Uluslararası çevre koruma örgütü Greenpeace ve uzmanlar, İsrail bombardımanı sonucu denize sızan binlerce ton petrol tabakasının Türkiye ve Kıbrıs kıyıları için tehdit oluşturduğu uyarısında bulunurken, Denizcilik Müsteşarlığı yaptığı açıklamada, şu an itibariyle acil müdahale sorumluluk sahalarında "Lübnan kaynaklı" bir kirliliğin mevcut olmadığını bildirdi.

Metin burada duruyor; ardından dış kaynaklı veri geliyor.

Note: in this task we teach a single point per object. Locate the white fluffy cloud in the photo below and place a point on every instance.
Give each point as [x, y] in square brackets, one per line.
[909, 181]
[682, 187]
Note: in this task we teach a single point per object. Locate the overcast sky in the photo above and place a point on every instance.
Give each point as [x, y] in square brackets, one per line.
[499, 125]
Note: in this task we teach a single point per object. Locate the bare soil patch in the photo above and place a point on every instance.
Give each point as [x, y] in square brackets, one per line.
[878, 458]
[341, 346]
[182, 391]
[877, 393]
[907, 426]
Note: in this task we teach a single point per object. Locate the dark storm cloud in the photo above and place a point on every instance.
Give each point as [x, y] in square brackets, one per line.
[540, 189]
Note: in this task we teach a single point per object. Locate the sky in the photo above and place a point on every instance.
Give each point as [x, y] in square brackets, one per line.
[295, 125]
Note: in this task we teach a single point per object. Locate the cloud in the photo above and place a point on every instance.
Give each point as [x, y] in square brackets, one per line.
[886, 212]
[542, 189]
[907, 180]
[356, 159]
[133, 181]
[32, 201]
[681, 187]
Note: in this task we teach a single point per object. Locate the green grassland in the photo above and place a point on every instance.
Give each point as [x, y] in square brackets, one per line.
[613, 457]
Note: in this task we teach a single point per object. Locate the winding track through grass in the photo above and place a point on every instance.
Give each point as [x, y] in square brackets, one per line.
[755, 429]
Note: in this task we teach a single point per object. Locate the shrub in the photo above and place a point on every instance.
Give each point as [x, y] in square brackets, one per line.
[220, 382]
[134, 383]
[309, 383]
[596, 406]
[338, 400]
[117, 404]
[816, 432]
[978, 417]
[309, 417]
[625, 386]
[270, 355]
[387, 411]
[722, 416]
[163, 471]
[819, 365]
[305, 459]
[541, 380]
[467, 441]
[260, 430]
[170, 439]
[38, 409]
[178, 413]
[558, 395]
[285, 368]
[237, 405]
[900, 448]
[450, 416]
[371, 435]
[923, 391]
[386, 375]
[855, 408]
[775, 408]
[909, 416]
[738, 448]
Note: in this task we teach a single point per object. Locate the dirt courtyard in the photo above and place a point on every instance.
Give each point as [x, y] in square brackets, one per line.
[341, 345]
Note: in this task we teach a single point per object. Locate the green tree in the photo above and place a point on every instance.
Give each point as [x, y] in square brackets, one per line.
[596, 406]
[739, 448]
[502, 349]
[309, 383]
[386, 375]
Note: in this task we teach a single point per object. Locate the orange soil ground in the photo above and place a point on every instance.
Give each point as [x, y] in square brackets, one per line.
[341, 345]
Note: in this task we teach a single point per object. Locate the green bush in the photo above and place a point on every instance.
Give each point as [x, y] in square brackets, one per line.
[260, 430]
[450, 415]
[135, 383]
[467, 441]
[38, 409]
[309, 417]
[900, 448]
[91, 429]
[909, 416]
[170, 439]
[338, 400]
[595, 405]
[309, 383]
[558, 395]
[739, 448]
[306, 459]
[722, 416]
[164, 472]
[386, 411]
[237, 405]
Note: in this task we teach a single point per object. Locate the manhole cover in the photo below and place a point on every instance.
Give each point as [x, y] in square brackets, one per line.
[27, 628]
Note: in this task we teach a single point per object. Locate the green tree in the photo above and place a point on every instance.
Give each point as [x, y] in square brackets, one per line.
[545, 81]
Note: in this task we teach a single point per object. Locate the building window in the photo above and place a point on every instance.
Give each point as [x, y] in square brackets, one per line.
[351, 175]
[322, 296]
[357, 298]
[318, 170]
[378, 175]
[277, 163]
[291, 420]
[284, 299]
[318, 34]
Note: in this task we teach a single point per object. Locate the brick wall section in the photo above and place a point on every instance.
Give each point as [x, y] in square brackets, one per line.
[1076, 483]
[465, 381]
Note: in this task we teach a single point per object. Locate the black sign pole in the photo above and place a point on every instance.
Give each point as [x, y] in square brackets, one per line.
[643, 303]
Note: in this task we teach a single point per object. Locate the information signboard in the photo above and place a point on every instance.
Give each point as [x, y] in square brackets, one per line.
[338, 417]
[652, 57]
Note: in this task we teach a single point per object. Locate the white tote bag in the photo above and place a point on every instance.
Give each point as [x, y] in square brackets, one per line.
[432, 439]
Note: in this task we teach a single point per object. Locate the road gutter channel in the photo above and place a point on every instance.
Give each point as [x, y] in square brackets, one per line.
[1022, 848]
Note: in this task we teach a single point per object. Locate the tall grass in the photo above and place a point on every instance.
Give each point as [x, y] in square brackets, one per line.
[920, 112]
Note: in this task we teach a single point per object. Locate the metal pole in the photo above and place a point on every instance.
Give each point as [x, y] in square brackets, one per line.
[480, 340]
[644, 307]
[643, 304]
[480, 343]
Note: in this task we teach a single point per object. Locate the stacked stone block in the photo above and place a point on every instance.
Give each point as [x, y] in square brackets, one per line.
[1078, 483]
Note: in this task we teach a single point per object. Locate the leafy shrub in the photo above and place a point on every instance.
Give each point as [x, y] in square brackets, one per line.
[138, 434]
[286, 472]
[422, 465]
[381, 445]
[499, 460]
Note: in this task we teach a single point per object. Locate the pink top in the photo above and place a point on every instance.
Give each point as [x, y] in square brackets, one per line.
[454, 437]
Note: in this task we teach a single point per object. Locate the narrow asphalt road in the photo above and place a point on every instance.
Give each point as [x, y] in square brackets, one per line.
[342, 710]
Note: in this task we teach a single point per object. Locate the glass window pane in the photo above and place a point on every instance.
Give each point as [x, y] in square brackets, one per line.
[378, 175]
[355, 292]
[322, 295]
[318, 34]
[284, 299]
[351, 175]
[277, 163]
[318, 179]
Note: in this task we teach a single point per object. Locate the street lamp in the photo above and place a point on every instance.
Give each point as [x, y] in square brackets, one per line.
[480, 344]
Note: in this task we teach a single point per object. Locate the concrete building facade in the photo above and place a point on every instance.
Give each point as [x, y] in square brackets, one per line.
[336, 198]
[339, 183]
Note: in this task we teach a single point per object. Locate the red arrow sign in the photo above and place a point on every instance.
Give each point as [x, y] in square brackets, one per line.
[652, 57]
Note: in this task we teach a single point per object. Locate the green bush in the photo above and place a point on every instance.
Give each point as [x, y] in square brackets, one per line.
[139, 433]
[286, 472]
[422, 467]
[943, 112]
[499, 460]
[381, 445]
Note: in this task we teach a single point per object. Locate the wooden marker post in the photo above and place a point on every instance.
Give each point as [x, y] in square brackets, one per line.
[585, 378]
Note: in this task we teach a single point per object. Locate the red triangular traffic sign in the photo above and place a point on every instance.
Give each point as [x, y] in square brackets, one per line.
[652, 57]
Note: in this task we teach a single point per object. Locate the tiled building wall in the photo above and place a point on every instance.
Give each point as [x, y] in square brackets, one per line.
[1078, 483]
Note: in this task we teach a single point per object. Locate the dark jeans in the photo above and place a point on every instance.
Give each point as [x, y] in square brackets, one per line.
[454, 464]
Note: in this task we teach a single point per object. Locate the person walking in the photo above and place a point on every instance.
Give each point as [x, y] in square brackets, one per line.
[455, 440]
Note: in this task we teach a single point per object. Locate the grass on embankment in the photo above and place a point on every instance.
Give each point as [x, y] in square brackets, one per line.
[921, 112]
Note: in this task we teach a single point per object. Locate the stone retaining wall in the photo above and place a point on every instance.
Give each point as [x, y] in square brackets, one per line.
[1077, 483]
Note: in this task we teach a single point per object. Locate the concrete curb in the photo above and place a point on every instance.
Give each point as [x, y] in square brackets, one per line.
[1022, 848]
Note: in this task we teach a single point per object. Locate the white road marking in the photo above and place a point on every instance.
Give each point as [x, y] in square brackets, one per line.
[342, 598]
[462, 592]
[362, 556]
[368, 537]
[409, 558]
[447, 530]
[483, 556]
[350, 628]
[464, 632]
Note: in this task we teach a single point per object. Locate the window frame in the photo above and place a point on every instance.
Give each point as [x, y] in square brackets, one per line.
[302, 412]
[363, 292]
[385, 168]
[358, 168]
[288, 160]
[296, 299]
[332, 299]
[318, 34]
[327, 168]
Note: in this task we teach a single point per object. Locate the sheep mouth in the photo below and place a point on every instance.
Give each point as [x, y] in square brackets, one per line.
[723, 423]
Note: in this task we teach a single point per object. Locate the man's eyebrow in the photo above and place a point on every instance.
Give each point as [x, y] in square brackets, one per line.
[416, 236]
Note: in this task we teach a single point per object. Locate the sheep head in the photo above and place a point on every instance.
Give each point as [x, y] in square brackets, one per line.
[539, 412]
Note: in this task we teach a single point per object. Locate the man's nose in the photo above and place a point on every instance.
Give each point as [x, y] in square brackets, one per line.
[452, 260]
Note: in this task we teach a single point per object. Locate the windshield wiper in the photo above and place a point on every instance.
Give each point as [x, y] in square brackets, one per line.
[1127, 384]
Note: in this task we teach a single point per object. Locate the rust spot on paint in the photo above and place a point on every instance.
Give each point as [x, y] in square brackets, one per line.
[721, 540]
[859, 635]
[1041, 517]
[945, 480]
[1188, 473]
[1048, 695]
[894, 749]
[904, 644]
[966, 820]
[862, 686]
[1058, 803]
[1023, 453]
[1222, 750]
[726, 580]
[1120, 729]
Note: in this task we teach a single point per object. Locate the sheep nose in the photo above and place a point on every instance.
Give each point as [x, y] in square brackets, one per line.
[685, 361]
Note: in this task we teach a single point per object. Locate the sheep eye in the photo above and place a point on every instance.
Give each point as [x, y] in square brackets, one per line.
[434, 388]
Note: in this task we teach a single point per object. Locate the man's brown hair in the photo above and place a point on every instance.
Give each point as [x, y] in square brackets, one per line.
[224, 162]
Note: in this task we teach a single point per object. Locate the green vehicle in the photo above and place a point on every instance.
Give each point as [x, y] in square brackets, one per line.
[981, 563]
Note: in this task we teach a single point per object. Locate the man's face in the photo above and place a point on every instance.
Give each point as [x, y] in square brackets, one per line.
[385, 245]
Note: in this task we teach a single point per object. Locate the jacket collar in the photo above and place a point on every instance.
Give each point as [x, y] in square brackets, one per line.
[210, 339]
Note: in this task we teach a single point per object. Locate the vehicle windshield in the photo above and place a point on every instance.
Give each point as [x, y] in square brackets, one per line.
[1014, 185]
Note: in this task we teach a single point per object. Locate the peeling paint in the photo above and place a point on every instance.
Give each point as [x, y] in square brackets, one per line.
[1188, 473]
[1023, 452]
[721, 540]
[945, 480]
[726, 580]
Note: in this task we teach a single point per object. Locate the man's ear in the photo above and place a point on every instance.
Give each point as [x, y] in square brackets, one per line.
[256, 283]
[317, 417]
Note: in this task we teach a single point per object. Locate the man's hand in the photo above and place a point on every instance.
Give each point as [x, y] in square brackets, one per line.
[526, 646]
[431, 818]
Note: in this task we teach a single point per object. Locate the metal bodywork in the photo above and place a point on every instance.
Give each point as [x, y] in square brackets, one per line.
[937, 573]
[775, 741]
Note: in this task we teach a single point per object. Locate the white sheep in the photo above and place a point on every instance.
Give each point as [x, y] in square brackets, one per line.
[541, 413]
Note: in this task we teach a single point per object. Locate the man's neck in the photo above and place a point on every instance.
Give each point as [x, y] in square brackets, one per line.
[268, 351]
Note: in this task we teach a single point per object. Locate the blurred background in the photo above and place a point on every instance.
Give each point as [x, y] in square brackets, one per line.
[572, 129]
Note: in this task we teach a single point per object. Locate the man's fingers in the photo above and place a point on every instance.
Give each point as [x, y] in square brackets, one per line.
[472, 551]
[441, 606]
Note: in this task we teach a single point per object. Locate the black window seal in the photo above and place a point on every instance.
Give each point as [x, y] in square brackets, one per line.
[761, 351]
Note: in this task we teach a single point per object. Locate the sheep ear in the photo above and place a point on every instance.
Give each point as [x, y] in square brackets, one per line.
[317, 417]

13-15 Temmuz 2006 tarihlerinde Beyrut'un güneyindeki Jeih bölgesinde bulunan enerji santralindeki yakıt depolama tanklarının bölgedeki savaş nedeniyle hasar gördüğü ve bu hasarın neticesinde yakıt depolarında bulunan ağır fuel oil yakıtının denize döküldüğünü belirten açıklamada, müsteşarlık bünyesinde bulunan Deniz Çevresi Başkanlığı ve Ana Arama Kurtarma Koordinasyon Merkezi tarafından 21 Temmuz 2006 tarihinden itibaren gelişmelerin uluslararası kuruluşlarla sağlanan irtibatla sürekli olarak takip edildiği belirtildi.
Çevre Hassasiyeti Olan Alanalar
Açık denizde bulunduğu tahmin edilen 5 bin ton yakıtın çok az bir kısmının topaklar halinde Türkiye'ye ulaşma ihtimali bulunduğunun değerlendirildiğine de işaret edilen açıklamada, hangi alanların öncelikle korunması gerektiği ve bu alanlarda alınacak önlemler için teyakkuzda bulunulmasına yönelik ilgili valiliklerin bilgilendirildiği belirtildi.
Bölgede çevre hassasiyeti olan alanların, Yumurtalık Lagünü, Samandağ Kumsalı, Ağyatan ve Akyatan Gölleri ile Tuzla Deltası olduğu kaydedilen açıklamada , Hatay, Mersin ve Adana valiliklerine, deniz kirliliği konusunda kriz komisyonu oluşturulması durumunda, komisyona Denizcilik Müsteşarlığından katılacak uzman personel listesi, kirliliğine müdahale için mevcut personel ve ekipman listesi, bölgede ekolojik olarak önemli olan alanların korunması için gerekli ekipmanın hazır tutulduğunun belirtildiği bildirildi.